A Typical American

When my son made his first visit to Thailand to meet my future daughter in law’s family, we sent along some family pictures by way of introduction.  My daughter in law later told me that her family  remarked that Brian’s mother was “so beautiful” and “did not look like a typical American.”

First off, I was mightily flattered.  Rarely do middle aged American women think of themselves as beautiful, and certainly no one around here refers to me that way much anymore.  But then, as is customary for me, I started thinking about the comment a little more, and had to smile.  Because, whether or not I’m beautiful, I’m definitely a typical American.

Genetically speaking, I am a pure amalgam of ethnicities.  My father’s Armenian genes were mixed with my mother’s array of Scotch-Irish-German-Jewish-Native American DNA.  The resulting potpourri of nationalities is representative of every “true” American.  Every one of us is the composite of the hopes and dreams of our ancestors from all across the globe, who converged on this great melting pot with hopes of a brighter future and a freer civilization. Whether our Founding Fathers intended for it to happen this way or not, American has been from her inception a place where people desire to come and create a new life.  From the moment Christopher Columbus set sail, until this moment in 2011, American is a beacon of hope for thousands of people.

In light of the Arizona shootings – another tragic violent event, one with overtones of  political polarity, bigotry and hatred-Americans are called upon to remember our origins and how we all came to be here.  None of us are “native” to this country.  Every American, unless they’re 100% American Indian, has an ancestor who “belonged” in a different country.  But those ancestors all came here with a common dream, a belief in the ability of a people to self govern with decency and justice.

President Obama had this to say in his remarks at the memorial service for the victims of last week’s shooting…

Rather than pointing fingers or assigning blame, let us use this occasion to expand our moral imaginations, to listen to each other more carefully, to sharpen our instincts for empathy, and remind ourselves of all the ways our hopes and dreams are bound together.

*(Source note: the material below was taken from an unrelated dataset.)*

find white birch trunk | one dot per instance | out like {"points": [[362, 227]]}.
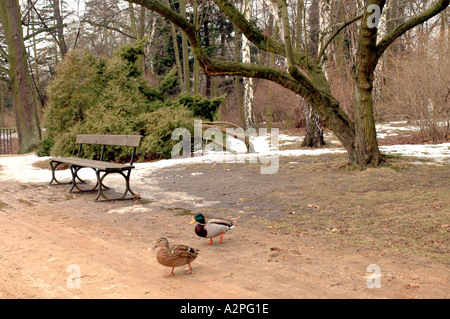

In the end, all of us – white, black, man, woman, Democrat, Republican – have more in common than we do apart.  We all believe in the power of the American dream and we all want it to work for us and our children.  But it can never be realized to its full potential until we learn the lessons any successful kindergarten has to learn – to respect one another’s differences and get along.  Let that be the mark of the typical American of the future – someone who has the humility to know that not one of us is “better” than another, and that we can achieve more working together than we can apart.


8 thoughts on “A Typical American

  1. Well….Mrs. Rowan. Even though you and I are both true Americans, I still think you’re beautiful. Always have and always will! 🙂

  2. Becca, I completely agree with you: learn what we should have learned in Kindergarten about getting along. It’s so funny (sad, I mean) that these lessons start at a young age and are often never fully learned. As we observe Martin Luther King, Jr.’s birthday on Monday, we’ve started a unit on him in my third grade class. How I hope to convey his message, and Ghandi’s, about love conquering hate to my eight year olds.

  3. I hate to bring this up, but… I live in the midst of people who most assuredly don’t believe in the power of the American Dream. They have no desire to engage in hard work, assume personal responsibility or contribute to society as a whole. Some are white, some black or Hispanic, some Democrat and some Republican or independent – but they’ve become accustomed to dependency, and it’s not good for them or society as a whole.

    Now. That doesn’t mean they’re evil, or beneath contempt. But I do think that until we acknowledge how deep the real divides are that run through our country, we don’t have a prayer of real reconciliation.